また、海外市場における「リージョナル経営」の推進により、各地域のニーズに適した製品提供とグローバルな人材育成を進めています。2028年3月期に向けた第5次中期経営計画では、売上高1,410億円、営業利益175億円といった野心的な目標を掲げています。
リスク
原材料や鋼材価格の高止まり、およびインフレに伴うコストの上押しが収益性を圧迫するリスクがあります。特に装置事業は顧客の設備投資動向に左右されるため、景気変動による業績の波が生じやすい構造です。
また、サプライチェーンにおける特定地域からの輸入への依存や、環境規制(REACH、TSCA等)の強化に伴う影響も注視すべき要素です。さらに、高度な技術を模倣する競合他社の台頭や、専門性の高い人材の確保・育成が将来の成長に向けた重要な課題となっています。
競合
同社は表面改質におけるスペシャリストとしての地位を確立しており、独自のノウハウと研究開発体制で差別化を図っています。特に環境対応型薬剤の開発や高度な加工技術において、他社との優位性を構築する戦略をとっています。

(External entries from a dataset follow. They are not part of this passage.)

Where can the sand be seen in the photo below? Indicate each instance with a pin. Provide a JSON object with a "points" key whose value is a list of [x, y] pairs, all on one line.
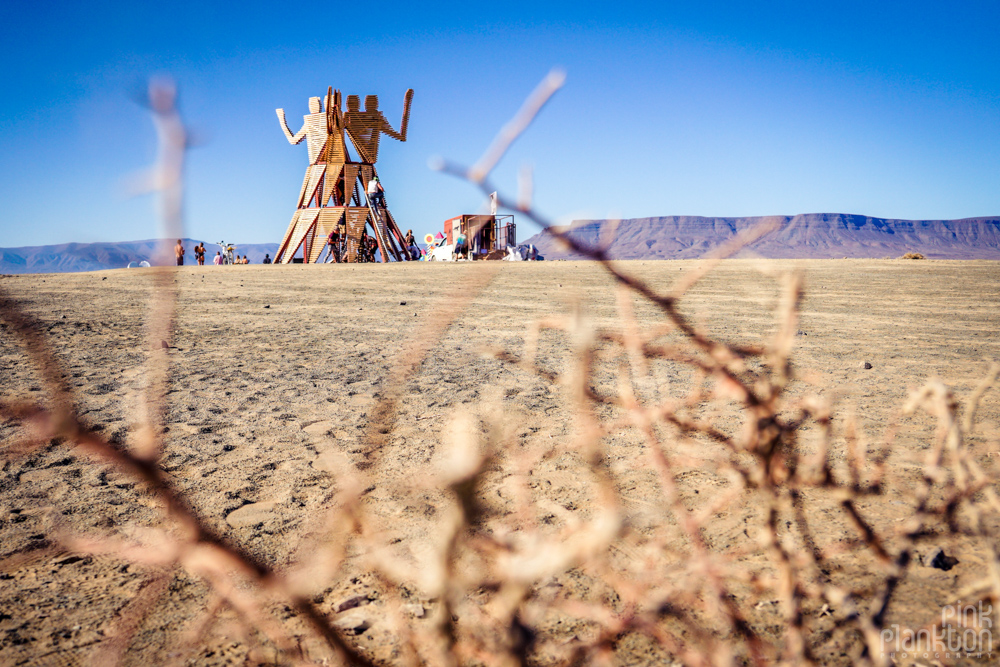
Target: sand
{"points": [[274, 373]]}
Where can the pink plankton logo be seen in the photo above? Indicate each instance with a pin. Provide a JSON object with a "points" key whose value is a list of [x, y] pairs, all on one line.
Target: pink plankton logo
{"points": [[966, 631]]}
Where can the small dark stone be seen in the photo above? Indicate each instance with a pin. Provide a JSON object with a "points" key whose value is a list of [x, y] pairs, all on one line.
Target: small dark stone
{"points": [[943, 562], [352, 602]]}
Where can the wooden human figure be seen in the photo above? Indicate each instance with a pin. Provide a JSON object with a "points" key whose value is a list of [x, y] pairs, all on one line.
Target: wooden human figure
{"points": [[365, 127], [323, 130]]}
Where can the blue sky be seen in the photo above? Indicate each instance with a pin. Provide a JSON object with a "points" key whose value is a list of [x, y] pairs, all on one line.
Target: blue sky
{"points": [[711, 108]]}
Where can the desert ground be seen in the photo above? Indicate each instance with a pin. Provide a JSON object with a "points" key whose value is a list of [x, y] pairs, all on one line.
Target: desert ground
{"points": [[274, 376]]}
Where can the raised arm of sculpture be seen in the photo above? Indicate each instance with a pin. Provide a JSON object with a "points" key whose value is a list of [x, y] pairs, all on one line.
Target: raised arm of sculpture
{"points": [[401, 135], [292, 138]]}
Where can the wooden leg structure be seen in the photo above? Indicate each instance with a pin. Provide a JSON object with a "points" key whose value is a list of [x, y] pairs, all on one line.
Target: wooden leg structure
{"points": [[332, 198]]}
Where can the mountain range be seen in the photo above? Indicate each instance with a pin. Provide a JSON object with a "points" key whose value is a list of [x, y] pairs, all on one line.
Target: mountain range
{"points": [[70, 257], [808, 236]]}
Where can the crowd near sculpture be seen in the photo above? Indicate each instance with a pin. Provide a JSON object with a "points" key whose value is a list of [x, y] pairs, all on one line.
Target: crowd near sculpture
{"points": [[334, 205]]}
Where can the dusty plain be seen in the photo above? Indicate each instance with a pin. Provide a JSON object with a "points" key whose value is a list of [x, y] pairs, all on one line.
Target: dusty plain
{"points": [[274, 371]]}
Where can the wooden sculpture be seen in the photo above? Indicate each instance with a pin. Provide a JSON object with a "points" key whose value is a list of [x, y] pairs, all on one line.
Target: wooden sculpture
{"points": [[334, 185]]}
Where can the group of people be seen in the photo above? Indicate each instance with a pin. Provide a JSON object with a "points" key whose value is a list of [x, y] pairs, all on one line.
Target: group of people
{"points": [[367, 246], [218, 260]]}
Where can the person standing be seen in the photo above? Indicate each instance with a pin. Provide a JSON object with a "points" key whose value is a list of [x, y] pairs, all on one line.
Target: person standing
{"points": [[376, 194]]}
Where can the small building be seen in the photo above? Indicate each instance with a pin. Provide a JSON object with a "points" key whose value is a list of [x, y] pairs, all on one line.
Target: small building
{"points": [[485, 233]]}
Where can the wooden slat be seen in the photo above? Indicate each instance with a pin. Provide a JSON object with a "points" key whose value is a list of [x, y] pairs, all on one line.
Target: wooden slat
{"points": [[287, 236]]}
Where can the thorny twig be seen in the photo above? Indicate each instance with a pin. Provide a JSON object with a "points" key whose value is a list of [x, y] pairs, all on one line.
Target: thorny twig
{"points": [[493, 584]]}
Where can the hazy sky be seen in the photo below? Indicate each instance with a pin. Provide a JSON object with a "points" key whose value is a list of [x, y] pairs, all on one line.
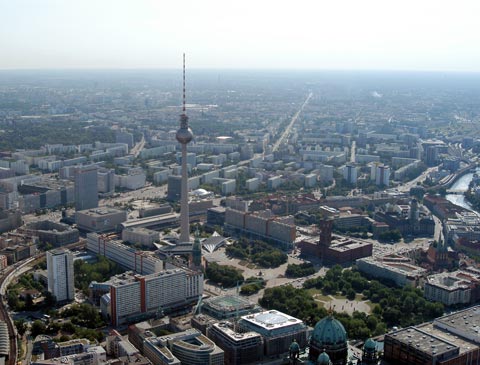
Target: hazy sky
{"points": [[299, 34]]}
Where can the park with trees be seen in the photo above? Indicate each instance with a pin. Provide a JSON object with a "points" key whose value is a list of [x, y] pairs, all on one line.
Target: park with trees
{"points": [[391, 306]]}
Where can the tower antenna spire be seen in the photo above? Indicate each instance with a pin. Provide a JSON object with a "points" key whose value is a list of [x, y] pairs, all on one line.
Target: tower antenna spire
{"points": [[184, 97]]}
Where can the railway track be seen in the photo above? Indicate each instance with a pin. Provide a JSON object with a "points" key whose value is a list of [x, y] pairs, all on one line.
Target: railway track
{"points": [[5, 316]]}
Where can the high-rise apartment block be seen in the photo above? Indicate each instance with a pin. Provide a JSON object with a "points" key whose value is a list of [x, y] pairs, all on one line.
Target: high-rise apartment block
{"points": [[60, 274], [86, 187], [106, 181], [350, 173], [133, 297]]}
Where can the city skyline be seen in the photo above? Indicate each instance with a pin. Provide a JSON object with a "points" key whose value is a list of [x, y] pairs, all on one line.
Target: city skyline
{"points": [[345, 35]]}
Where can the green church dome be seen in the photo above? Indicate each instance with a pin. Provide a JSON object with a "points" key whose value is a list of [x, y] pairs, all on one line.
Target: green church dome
{"points": [[323, 359], [370, 345], [328, 332], [294, 347]]}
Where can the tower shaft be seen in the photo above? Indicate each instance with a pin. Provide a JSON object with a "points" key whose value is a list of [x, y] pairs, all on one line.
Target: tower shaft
{"points": [[184, 213]]}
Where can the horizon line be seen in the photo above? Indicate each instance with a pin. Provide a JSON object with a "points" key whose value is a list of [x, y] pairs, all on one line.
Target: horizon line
{"points": [[289, 69]]}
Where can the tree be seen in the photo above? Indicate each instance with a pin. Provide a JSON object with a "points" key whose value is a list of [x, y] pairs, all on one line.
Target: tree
{"points": [[38, 328], [21, 326]]}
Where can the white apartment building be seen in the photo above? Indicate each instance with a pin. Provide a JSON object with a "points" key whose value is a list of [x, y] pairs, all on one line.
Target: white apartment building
{"points": [[133, 297], [60, 274], [115, 250]]}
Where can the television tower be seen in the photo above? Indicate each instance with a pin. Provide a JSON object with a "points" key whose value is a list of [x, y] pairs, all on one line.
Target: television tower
{"points": [[184, 136]]}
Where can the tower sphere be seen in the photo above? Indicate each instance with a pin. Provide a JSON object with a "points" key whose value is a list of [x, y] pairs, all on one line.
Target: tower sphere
{"points": [[184, 135]]}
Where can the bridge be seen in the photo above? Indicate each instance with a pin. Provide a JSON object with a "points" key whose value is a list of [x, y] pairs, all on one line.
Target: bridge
{"points": [[455, 191]]}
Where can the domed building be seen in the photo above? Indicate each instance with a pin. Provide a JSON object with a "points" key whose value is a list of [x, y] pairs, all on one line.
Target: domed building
{"points": [[369, 356], [323, 359], [329, 336]]}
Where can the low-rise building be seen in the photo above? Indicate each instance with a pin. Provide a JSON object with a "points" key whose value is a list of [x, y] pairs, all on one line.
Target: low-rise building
{"points": [[451, 288], [239, 347], [277, 329], [188, 347], [398, 269], [100, 219]]}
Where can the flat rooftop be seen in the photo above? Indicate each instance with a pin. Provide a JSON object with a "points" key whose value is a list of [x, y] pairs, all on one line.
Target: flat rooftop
{"points": [[99, 212], [226, 328], [270, 320], [228, 303], [465, 323], [423, 341]]}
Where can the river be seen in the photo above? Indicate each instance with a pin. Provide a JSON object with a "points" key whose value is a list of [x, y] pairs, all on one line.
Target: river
{"points": [[461, 185]]}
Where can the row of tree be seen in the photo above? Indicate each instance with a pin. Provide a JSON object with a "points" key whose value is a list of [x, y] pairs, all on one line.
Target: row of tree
{"points": [[258, 252], [226, 276], [404, 306], [298, 271]]}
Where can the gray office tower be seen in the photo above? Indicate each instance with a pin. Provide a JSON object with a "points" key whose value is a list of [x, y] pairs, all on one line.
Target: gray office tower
{"points": [[86, 187]]}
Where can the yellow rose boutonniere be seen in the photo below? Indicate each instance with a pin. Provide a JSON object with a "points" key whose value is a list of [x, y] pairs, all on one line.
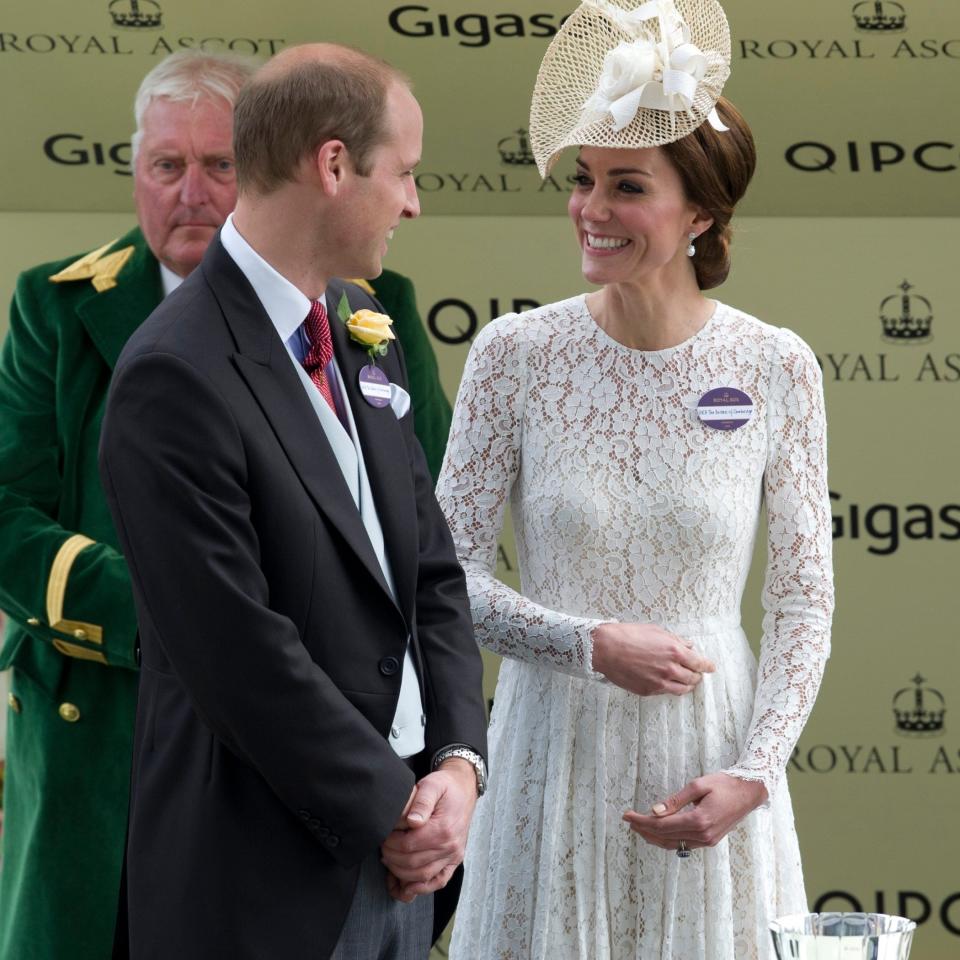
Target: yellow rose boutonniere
{"points": [[371, 330]]}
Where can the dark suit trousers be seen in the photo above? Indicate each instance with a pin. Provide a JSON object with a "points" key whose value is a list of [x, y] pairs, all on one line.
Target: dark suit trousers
{"points": [[381, 928]]}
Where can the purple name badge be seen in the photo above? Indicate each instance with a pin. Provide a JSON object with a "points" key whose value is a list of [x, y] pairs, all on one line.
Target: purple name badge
{"points": [[375, 386], [724, 409]]}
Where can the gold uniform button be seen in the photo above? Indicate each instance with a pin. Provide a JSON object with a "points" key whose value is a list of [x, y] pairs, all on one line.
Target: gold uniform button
{"points": [[69, 712]]}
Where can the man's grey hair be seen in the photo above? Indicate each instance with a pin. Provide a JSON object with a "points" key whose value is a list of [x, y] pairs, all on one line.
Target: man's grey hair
{"points": [[190, 76]]}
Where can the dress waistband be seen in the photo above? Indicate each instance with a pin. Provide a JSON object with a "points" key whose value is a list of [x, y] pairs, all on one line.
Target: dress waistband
{"points": [[704, 627]]}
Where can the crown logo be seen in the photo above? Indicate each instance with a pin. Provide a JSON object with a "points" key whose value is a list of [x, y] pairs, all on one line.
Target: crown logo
{"points": [[515, 150], [913, 323], [136, 14], [919, 710], [883, 15]]}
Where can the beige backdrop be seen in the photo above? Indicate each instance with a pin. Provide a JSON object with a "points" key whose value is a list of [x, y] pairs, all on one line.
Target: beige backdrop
{"points": [[852, 120], [873, 801]]}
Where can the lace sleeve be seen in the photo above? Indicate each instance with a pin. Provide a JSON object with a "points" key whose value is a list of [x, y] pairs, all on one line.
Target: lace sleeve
{"points": [[798, 591], [482, 462]]}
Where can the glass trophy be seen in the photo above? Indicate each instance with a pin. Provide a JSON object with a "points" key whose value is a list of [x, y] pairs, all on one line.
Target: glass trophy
{"points": [[842, 936]]}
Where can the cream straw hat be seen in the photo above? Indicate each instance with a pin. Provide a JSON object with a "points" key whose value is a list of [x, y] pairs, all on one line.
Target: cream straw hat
{"points": [[620, 73]]}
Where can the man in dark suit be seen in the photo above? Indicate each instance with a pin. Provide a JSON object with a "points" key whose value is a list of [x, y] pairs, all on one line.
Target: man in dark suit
{"points": [[310, 700]]}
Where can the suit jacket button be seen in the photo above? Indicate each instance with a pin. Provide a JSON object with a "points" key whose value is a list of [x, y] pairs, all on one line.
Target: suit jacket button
{"points": [[69, 712], [389, 666]]}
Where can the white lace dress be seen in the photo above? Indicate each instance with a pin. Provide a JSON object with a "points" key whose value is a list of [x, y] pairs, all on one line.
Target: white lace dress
{"points": [[626, 507]]}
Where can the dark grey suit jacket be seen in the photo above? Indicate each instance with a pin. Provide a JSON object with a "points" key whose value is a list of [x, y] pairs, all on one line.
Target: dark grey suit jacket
{"points": [[271, 645]]}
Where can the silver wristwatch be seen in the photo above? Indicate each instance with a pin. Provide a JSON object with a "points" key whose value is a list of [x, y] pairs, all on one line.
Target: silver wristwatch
{"points": [[471, 756]]}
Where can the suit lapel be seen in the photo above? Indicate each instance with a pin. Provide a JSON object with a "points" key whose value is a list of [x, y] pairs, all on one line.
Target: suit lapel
{"points": [[263, 362], [111, 317], [387, 461]]}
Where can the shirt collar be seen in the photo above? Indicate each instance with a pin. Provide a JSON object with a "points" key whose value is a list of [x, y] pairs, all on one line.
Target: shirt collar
{"points": [[286, 306]]}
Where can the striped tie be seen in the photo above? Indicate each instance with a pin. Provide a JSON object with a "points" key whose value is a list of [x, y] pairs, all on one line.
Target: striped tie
{"points": [[321, 349]]}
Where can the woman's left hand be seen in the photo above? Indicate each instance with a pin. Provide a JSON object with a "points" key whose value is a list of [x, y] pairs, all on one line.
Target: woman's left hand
{"points": [[719, 803]]}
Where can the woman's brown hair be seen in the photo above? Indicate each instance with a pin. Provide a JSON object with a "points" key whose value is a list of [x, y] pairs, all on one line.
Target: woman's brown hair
{"points": [[715, 169]]}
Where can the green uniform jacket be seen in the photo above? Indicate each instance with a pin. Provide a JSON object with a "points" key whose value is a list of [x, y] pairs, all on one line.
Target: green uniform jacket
{"points": [[71, 633], [431, 409]]}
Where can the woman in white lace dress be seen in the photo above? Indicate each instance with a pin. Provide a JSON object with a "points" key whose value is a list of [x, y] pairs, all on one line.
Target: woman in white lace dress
{"points": [[628, 690]]}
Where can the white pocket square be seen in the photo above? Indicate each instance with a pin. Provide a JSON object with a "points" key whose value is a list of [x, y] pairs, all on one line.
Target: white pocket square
{"points": [[399, 400]]}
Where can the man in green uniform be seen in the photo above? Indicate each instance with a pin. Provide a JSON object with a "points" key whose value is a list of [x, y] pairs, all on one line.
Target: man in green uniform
{"points": [[71, 636]]}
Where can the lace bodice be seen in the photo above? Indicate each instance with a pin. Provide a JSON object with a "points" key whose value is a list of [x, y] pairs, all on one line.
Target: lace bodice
{"points": [[626, 507]]}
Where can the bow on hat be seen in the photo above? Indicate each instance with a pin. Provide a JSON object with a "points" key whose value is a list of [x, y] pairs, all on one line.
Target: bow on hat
{"points": [[641, 73]]}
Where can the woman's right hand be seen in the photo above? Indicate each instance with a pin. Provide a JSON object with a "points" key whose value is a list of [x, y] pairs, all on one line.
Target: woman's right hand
{"points": [[645, 659]]}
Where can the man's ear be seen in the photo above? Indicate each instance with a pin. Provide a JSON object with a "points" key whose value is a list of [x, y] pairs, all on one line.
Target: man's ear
{"points": [[330, 165]]}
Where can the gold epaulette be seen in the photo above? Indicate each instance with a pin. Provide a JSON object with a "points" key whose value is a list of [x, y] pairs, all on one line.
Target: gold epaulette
{"points": [[98, 266], [364, 285]]}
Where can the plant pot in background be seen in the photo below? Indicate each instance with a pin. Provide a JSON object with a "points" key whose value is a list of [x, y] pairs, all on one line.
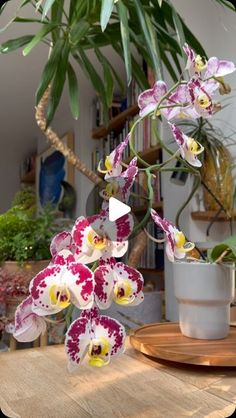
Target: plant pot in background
{"points": [[204, 292], [217, 175]]}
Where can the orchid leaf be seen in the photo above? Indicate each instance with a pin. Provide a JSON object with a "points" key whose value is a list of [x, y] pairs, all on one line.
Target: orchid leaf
{"points": [[38, 37], [106, 11], [47, 6], [14, 44], [73, 91], [108, 79], [49, 69], [58, 83], [125, 37], [79, 30]]}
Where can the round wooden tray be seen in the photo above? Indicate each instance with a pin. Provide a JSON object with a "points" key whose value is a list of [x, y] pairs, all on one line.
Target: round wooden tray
{"points": [[165, 341]]}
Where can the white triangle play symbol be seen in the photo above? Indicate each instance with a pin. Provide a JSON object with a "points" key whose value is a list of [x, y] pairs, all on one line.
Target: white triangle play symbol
{"points": [[117, 209]]}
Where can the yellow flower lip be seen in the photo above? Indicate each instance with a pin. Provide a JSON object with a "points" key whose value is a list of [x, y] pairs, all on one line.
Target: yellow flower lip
{"points": [[122, 292], [200, 63], [194, 146], [181, 243], [98, 352], [96, 241], [203, 100], [59, 296]]}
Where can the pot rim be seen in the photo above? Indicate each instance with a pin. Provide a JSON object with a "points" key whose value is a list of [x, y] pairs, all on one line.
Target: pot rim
{"points": [[205, 263]]}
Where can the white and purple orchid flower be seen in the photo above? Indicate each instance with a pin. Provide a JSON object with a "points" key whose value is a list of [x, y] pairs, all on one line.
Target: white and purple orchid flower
{"points": [[113, 166], [176, 246], [94, 338], [95, 237], [63, 282], [28, 325], [120, 187], [117, 282], [189, 147], [214, 67], [148, 100]]}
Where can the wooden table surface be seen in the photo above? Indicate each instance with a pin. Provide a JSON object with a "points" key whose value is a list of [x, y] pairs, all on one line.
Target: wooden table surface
{"points": [[35, 383]]}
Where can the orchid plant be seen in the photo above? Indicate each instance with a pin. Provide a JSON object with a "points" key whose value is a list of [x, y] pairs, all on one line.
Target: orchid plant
{"points": [[84, 270]]}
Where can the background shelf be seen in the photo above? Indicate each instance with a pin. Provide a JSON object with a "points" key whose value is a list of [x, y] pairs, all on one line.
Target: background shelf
{"points": [[115, 123], [209, 215]]}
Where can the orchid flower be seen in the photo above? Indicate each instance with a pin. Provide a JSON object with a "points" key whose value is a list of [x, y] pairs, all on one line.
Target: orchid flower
{"points": [[113, 167], [98, 337], [63, 282], [214, 67], [120, 187], [95, 237], [200, 94], [28, 325], [115, 281], [148, 100], [176, 246], [195, 63], [182, 106], [189, 148]]}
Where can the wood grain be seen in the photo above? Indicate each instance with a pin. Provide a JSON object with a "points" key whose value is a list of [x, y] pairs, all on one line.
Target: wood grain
{"points": [[165, 341], [35, 384]]}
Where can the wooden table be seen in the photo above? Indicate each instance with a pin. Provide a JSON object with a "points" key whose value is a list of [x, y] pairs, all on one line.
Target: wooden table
{"points": [[34, 383]]}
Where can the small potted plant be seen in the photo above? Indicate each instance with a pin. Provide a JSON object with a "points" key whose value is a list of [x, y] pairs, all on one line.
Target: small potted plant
{"points": [[24, 246]]}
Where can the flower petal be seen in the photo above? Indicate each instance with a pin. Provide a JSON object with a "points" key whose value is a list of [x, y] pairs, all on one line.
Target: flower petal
{"points": [[77, 340], [113, 331], [80, 282], [159, 90], [40, 290], [219, 68], [104, 284], [28, 326]]}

競合他社がより安価で高品質な製品を提供した場合、市場シェアや収益性が低下するリスクがあるため、継続的な研究開発が不可欠です。同社は独自の知見を蓄積し、顧客との共同研究などを通じて技術の優位性を維持することに注力しています。
バリュエーション
2026年8月7日時点の市場データにおいて、株価は1,709円となっており、時価総額は約1755.4億円です。この時点でのPERは14.18倍、PBRは0.89倍と算出されています。
同日のデータに基づく配当利回りは3.01%となっています。これらの指標は、同社の安定した事業基盤と将来の成長に向けた投資姿勢を反映する要素となります。